Selenium headless mode results in access denial while standard mode works correctly

I’m encountering issues when trying to scrape a website using Selenium in headless mode. When I run Chrome visibly, everything functions perfectly, and I can successfully retrieve the page content. However, once I switch to headless mode, I get an “Access Denied” error from the site.

Working code (visible mode):

from selenium import webdriver
from selenium.webdriver.chrome.options import Options
from selenium.webdriver.support.ui import WebDriverWait

driver_options = Options()
driver = webdriver.Chrome(options=driver_options)
driver.maximize_window()
wait_handler = WebDriverWait(driver, 30)
target_url = "https://example-finance-site.com/stock-data"
driver.get(target_url)
wait_handler.until(lambda d: d.execute_script('return document.readyState') == "complete")
print(driver.page_source)

Failing code (headless mode):

from selenium import webdriver
from selenium.webdriver.chrome.options import Options
from selenium.webdriver.support.ui import WebDriverWait

driver_options = Options()
driver_options.add_argument('--headless')
driver_options.add_argument('--no-sandbox')
driver_options.add_argument('--disable-dev-shm-usage')
driver = webdriver.Chrome(options=driver_options)
driver.maximize_window()
wait_handler = WebDriverWait(driver, 30)
target_url = "https://example-finance-site.com/stock-data"
driver.get(target_url)
wait_handler.until(lambda d: d.execute_script('return document.readyState') == "complete")
print(driver.page_source)

In headless mode, I receive a page saying access is denied instead of the actual webpage content. What could be causing this difference in functionality between the two modes?

yeah this is a common headache with selenium. the site’s probably detecting headless mode through window properties. try setting --disable-web-security and --disable-features=VizDisplayCompositor flags too. also some sites check for navigator.webdriver so u might wanna disable that aswell.
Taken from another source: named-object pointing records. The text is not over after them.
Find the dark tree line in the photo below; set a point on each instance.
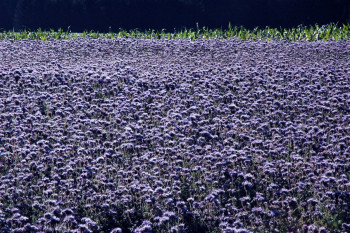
(101, 15)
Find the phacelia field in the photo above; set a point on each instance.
(134, 135)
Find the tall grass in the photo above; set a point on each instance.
(307, 33)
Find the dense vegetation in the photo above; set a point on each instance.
(99, 15)
(135, 135)
(312, 33)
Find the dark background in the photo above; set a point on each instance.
(101, 15)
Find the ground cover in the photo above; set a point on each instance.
(147, 135)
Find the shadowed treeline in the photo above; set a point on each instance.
(101, 15)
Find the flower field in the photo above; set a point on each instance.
(137, 135)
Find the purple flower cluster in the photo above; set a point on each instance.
(131, 135)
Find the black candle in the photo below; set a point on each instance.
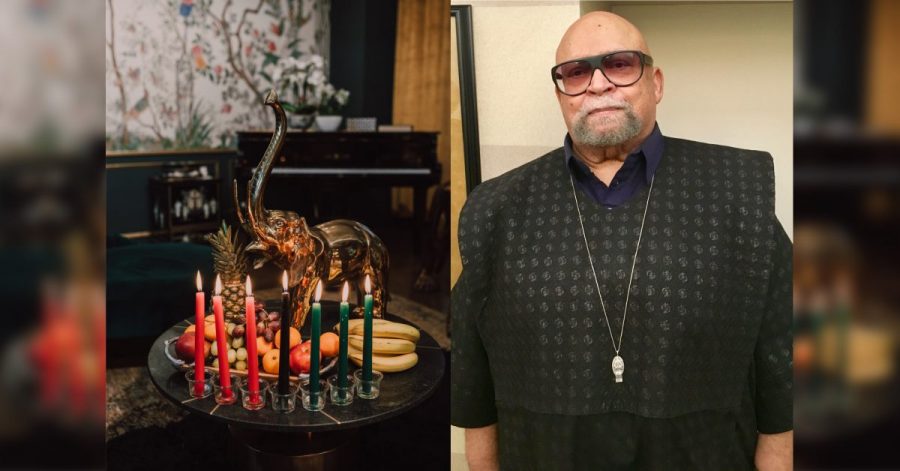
(287, 319)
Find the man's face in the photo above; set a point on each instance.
(607, 115)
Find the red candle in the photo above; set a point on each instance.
(199, 342)
(250, 332)
(224, 371)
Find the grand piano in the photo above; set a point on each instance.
(318, 170)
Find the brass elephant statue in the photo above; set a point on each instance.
(334, 251)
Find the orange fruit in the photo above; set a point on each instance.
(329, 344)
(262, 347)
(270, 362)
(209, 331)
(295, 338)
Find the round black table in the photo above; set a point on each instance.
(302, 440)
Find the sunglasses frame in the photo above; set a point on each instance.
(595, 62)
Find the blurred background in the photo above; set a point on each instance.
(846, 232)
(52, 219)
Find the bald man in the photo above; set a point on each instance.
(625, 299)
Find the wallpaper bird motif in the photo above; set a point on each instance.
(184, 74)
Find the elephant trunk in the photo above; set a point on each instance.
(256, 188)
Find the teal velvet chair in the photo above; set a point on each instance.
(150, 286)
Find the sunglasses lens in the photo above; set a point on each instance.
(573, 77)
(623, 68)
(620, 68)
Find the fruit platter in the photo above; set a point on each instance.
(393, 346)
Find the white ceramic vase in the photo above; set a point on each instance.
(328, 123)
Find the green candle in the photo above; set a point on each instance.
(342, 356)
(367, 337)
(316, 332)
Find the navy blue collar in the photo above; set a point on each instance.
(651, 148)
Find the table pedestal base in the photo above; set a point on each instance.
(268, 451)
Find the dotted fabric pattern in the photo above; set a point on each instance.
(709, 320)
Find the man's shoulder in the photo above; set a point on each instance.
(716, 154)
(511, 184)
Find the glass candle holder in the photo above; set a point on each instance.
(223, 397)
(313, 402)
(283, 402)
(368, 389)
(249, 401)
(342, 396)
(207, 387)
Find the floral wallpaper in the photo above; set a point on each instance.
(188, 73)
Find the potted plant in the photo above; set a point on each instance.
(331, 103)
(298, 81)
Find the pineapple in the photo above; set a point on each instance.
(231, 264)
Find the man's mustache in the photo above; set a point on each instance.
(602, 103)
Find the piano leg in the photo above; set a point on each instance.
(420, 193)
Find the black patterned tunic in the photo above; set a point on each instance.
(707, 343)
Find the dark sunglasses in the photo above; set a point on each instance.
(621, 68)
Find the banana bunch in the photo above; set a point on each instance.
(393, 344)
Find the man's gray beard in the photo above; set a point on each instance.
(584, 134)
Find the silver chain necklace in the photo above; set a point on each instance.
(618, 365)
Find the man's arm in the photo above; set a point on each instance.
(481, 448)
(774, 452)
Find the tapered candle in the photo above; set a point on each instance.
(287, 319)
(342, 353)
(315, 332)
(250, 332)
(224, 371)
(199, 342)
(367, 337)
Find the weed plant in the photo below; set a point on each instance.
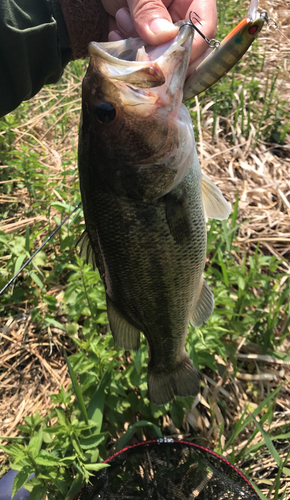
(109, 387)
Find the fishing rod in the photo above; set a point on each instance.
(38, 250)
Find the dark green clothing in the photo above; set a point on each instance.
(34, 49)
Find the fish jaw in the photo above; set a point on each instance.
(146, 96)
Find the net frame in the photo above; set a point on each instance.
(234, 481)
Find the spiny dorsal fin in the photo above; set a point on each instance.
(204, 305)
(215, 206)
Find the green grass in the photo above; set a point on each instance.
(109, 387)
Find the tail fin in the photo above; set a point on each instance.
(181, 381)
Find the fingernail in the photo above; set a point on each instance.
(124, 21)
(158, 25)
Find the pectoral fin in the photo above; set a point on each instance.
(177, 216)
(215, 206)
(86, 250)
(204, 305)
(125, 335)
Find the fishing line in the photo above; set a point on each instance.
(38, 250)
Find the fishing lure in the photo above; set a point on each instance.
(225, 54)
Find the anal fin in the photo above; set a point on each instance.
(215, 206)
(86, 249)
(182, 381)
(126, 336)
(204, 305)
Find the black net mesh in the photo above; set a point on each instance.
(168, 471)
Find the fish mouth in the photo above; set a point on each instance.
(142, 72)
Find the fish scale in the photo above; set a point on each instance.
(145, 204)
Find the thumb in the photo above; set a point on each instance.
(152, 21)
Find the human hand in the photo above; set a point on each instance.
(152, 20)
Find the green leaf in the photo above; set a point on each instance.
(75, 487)
(19, 263)
(77, 389)
(129, 433)
(35, 443)
(21, 478)
(96, 467)
(96, 405)
(46, 458)
(92, 441)
(37, 280)
(77, 447)
(13, 450)
(38, 492)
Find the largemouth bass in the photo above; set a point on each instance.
(145, 203)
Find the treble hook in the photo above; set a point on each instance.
(212, 43)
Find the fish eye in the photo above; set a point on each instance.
(105, 112)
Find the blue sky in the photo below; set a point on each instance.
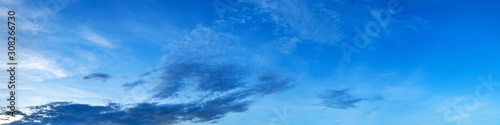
(264, 62)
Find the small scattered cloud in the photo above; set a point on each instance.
(342, 99)
(101, 77)
(129, 86)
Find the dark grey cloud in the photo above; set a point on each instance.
(271, 82)
(342, 99)
(205, 77)
(129, 86)
(142, 113)
(101, 77)
(231, 88)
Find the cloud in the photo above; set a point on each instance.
(129, 86)
(141, 113)
(224, 88)
(342, 99)
(271, 82)
(102, 77)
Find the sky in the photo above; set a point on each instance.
(255, 62)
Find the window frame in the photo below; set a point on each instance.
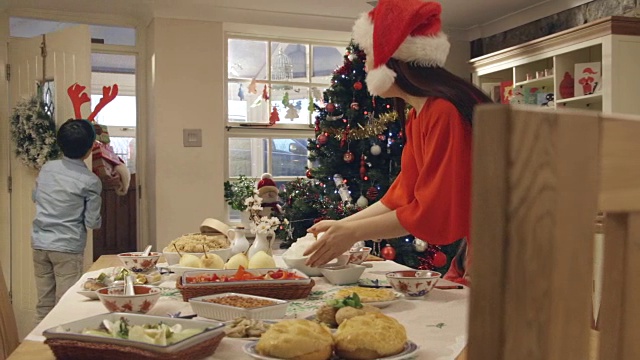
(263, 131)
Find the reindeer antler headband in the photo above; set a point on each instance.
(79, 97)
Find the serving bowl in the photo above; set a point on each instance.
(299, 263)
(114, 299)
(414, 284)
(173, 258)
(359, 255)
(135, 262)
(203, 306)
(342, 274)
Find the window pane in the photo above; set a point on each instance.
(247, 157)
(125, 148)
(120, 112)
(247, 59)
(243, 106)
(289, 157)
(325, 60)
(289, 62)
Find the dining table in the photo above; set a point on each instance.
(437, 323)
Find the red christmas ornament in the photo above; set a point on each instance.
(348, 157)
(330, 107)
(439, 259)
(567, 86)
(388, 252)
(372, 193)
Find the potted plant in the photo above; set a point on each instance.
(236, 192)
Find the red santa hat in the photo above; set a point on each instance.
(266, 184)
(407, 30)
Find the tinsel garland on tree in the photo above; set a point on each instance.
(33, 132)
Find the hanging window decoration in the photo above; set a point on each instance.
(33, 129)
(34, 133)
(48, 91)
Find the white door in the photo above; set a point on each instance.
(68, 60)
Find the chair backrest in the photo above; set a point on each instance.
(8, 327)
(539, 179)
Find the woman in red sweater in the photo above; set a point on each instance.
(431, 197)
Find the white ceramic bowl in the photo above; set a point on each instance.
(342, 275)
(226, 312)
(173, 258)
(136, 263)
(298, 263)
(114, 300)
(414, 284)
(359, 255)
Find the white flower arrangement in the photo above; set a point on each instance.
(33, 132)
(260, 224)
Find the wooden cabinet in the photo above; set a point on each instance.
(613, 44)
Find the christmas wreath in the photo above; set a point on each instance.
(34, 133)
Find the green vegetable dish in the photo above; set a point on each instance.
(157, 334)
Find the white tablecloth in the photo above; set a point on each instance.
(438, 323)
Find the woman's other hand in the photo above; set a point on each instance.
(333, 243)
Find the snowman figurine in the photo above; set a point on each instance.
(268, 191)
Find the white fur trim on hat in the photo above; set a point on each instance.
(421, 50)
(380, 80)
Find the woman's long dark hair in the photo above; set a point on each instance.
(437, 82)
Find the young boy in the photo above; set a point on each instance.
(67, 198)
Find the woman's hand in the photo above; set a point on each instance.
(333, 243)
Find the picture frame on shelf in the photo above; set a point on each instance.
(587, 78)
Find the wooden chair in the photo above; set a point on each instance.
(539, 178)
(8, 328)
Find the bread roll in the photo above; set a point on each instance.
(369, 336)
(297, 339)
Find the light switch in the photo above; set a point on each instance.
(192, 137)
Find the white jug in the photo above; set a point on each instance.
(239, 242)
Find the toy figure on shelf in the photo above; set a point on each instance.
(111, 169)
(268, 191)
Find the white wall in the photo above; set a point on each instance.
(184, 185)
(5, 154)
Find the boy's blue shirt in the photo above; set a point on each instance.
(68, 200)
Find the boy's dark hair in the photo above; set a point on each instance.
(75, 138)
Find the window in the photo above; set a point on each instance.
(263, 75)
(120, 114)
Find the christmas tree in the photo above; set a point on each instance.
(356, 156)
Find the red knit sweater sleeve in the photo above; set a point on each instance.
(432, 194)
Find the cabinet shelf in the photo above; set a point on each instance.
(546, 81)
(580, 101)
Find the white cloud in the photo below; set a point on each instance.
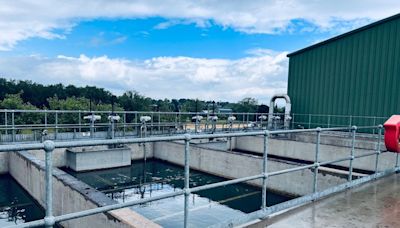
(258, 76)
(49, 19)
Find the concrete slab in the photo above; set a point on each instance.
(97, 157)
(376, 204)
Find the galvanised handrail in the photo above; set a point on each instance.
(49, 146)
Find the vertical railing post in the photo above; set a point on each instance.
(353, 142)
(56, 129)
(316, 160)
(187, 179)
(80, 120)
(350, 122)
(13, 125)
(378, 149)
(45, 118)
(124, 129)
(159, 122)
(374, 124)
(136, 122)
(329, 121)
(265, 171)
(6, 122)
(293, 121)
(49, 219)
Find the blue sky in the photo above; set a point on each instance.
(141, 39)
(220, 50)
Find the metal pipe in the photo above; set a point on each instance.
(316, 164)
(224, 183)
(353, 141)
(397, 160)
(187, 179)
(378, 149)
(13, 125)
(265, 171)
(291, 170)
(56, 129)
(5, 122)
(49, 147)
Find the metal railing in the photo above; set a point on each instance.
(49, 146)
(28, 125)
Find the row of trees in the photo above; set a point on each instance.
(29, 95)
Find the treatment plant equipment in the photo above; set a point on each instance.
(191, 157)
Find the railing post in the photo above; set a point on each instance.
(378, 149)
(374, 124)
(265, 171)
(49, 219)
(316, 163)
(45, 118)
(124, 130)
(329, 121)
(187, 179)
(56, 130)
(159, 122)
(80, 120)
(293, 121)
(13, 125)
(136, 122)
(353, 141)
(6, 121)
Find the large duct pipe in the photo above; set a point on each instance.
(286, 121)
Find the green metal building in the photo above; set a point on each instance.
(353, 74)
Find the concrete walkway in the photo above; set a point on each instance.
(375, 204)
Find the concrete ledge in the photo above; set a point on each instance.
(97, 157)
(70, 195)
(234, 165)
(331, 148)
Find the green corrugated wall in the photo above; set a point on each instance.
(357, 74)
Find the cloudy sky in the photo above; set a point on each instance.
(216, 49)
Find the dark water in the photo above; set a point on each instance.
(16, 205)
(143, 180)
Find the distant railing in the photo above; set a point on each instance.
(31, 125)
(49, 146)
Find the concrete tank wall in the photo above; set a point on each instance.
(235, 165)
(70, 195)
(302, 146)
(4, 163)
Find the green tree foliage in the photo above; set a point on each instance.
(247, 104)
(15, 102)
(29, 95)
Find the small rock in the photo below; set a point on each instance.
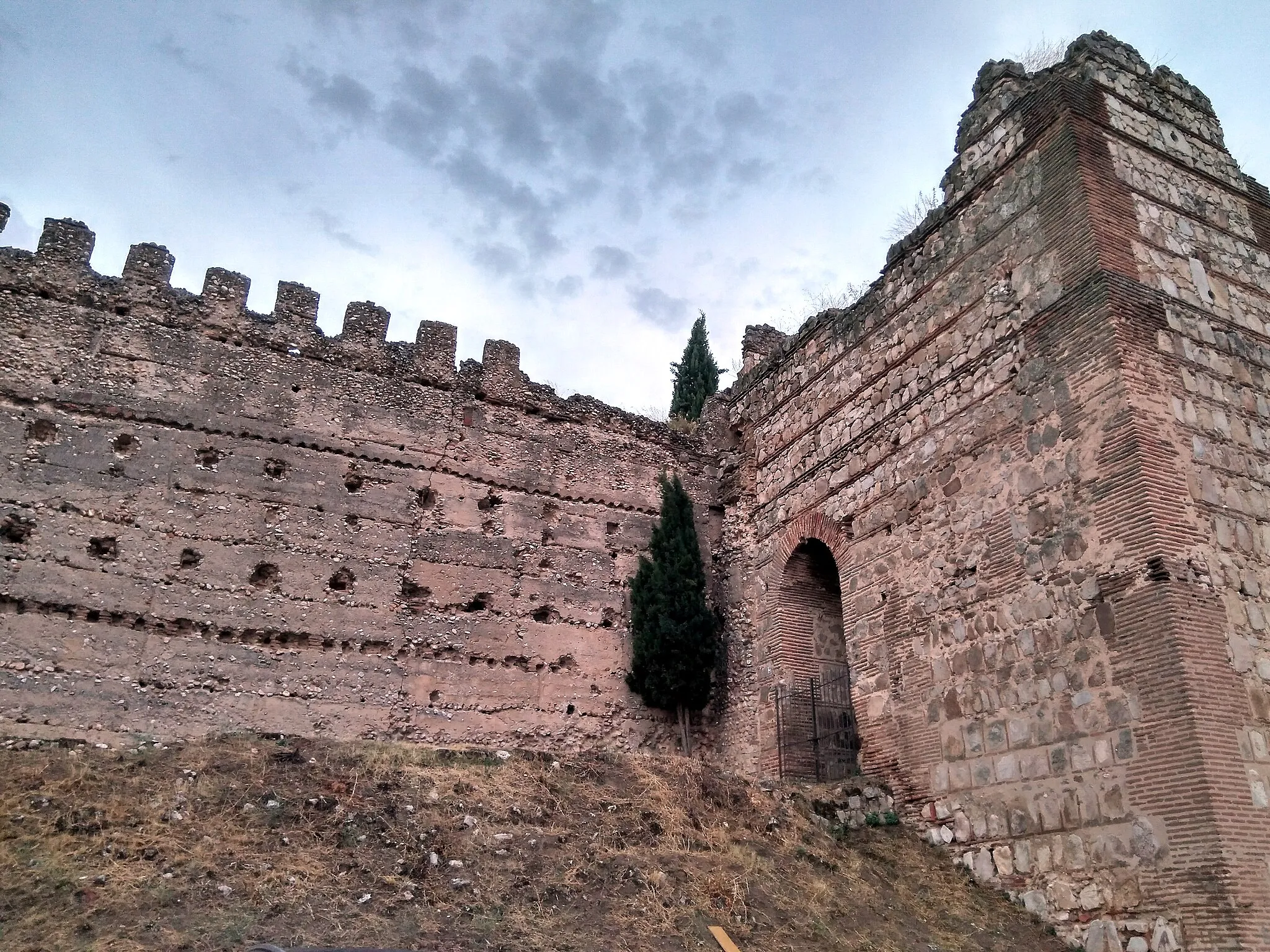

This happens because many websites implement bot detection mechanisms that specifically target headless browsers. The site you’re trying to access likely uses JavaScript-based detection that checks for various browser properties that differ between headless and regular Chrome instances.

I’ve faced similar issues and found success by adding user agent spoofing and window size configuration to make the headless browser appear more like a regular one. Try adding these arguments to your headless configuration:

driver_options.add_argument('--user-agent=Mozilla/5.0 (Windows NT 10.0; Win64; x64) AppleWebKit/537.36 (KHTML, like Gecko) Chrome/91.0.4472.124 Safari/537.36')
driver_options.add_argument('--window-size=1920,1080')
driver_options.add_argument('--disable-blink-features=AutomationControlled')
driver.execute_script("Object.defineProperty(navigator, 'webdriver', {get: () => undefined})")

Finance sites are particularly aggressive with their anti-bot measures, so you might need to experiment with different combinations of these flags. Sometimes adding random delays between requests also helps avoid detection patterns.

I ran into this exact problem last month when scraping financial data. The issue stems from how headless Chrome reports certain browser properties that anti-bot systems can easily detect. What worked for me was setting the viewport and disabling automation indicators before navigating to the page. Add these lines after creating your driver but before the get() call: python driver.execute_cdp_cmd('Page.addScriptToEvaluateOnNewDocument', { 'source': 'delete window.cdc_adoQpoasnfa76pfcZLmcfl_Array; delete window.cdc_adoQpoasnfa76pfcZLmcfl_Promise; delete window.cdc_adoQpoasnfa76pfcZLmcfl_Symbol;' }) driver.set_window_size(1366, 768) Also try adding --disable-extensions and --disable-plugins-discovery to your options. Some sites check for these automation artifacts that Chrome creates in headless mode. The CDP command removes detection variables that many financial sites specifically look for.